Disaster Recovery Plan

Overview

This document discusses Incorta High Availability and Disaster Recovery architectures at a high level. The intended audience are the infrastructure and operations teams who need to understand how Incorta is installed and maintained.

Architecture Goals

  • Functioning Primary system in case of node failures
  • Switching to DR system in case of site failures

Architecture Considerations

The following is a list of architecture principles to be used for the Incorta DR Architecture

  • DR site will be in a different Data Center than the Primary Site
  • There will be at least one DR site for the Incorta solution
  • The Primary and DR sites can have different time zones
  • Data located on Primary site is replicated to DR site asynchronously.
  • Some manual steps are expected to switch to DR servers.

Incorta HA Architecture

Architecture

Figure 1: Incorta High Level Architecture
A Typical Incorta High Availability architecture consists of

  • – Incorta cluster with at least 2 nodes
  • – Zookeeper Ensemble with 3 nodes
  • – Database Cluster
  • – Shared Storage
  • – Spark Cluster (Optional)

The High Availability architecture deals with individual node failures and does not take care of disasters where a whole site fails. The following figure illustrates the various components in detail within a High Availability architecture.

Architecture

Figure 1: Incorta High Level Architecture
This sample HA Architecture for the primary site consisting of the following:

  • Incorta cluster with 2 nodes
    • Both the nodes will be in sync.
  • Zookeeper cluster with 3 nodes
    • Zookeeper is used to coordinate Incorta and Spark nodes
  • Shared Storage
    • Stores the Extracted data
  • DB Cluster
    • Stores key metadata
  • Spark cluster with 2 nodes
    • Spark is optional and used for complex transformations

One half of the cluster consist of Incorta Node-1 , Spark Node-1 and Zookeeper Node-1 and resides on an ESX Server 1. The other half of the cluster consist of Incorta Node-2, Spark Node-2 and Zookeeper Node-2 and resides on ESX Server 2. Since Zookeeper Ensemble requires at least 3 nodes, the third zookeeper node can be placed on any small VM. Metadata database should also be highly available. It can be a MySQL or Oracle cluster.

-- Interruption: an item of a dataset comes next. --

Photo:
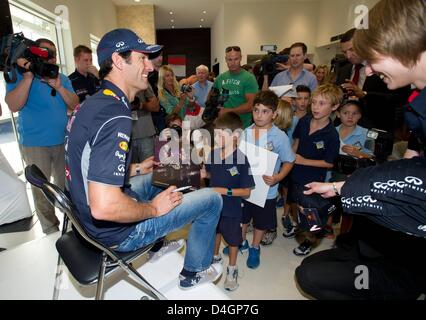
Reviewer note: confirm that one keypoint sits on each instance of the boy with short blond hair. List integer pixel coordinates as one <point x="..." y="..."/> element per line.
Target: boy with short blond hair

In case of individual node failures on any of the ESX servers, the backup nodes on the other server will still be available to keep Incorta functioning.

Disaster Recovery Solution
There are various solutions to enable Disaster Recovery. The following architecture uses duplication of the primary site High Availability architecture to a Disaster Recovery site.

Architecture

Figure 3: High Level DR Architecture
DR Architecture involves replication of two key components from Primary Site to DR Site. – Incorta Tenant data stored in Parquet and Snapshot locations
– Incorta Metadata database (MySQL or Oracle)

Architecture

Figure 4: Replication
The above diagram illustrates the replication of metadata database and the contents of shared storage from primary site to disaster recovery site. Metadata database is a lightweight database and is used to hold dictionary information related to Incorta. It can MySQL or Oracle.

Shared storage is used to store the actual user data extracted from source systems. In case of total primary site failure, Incorta on the Disaster Recovery site should be started. Since the actual data and the metadata is replicated from primary site to DR site, Incorta will be up and running. If the replication process is near real time then there will be no loss of data.
Even if there is negligible loss of data, you can run full refresh on schemas/tables to bring them up to date.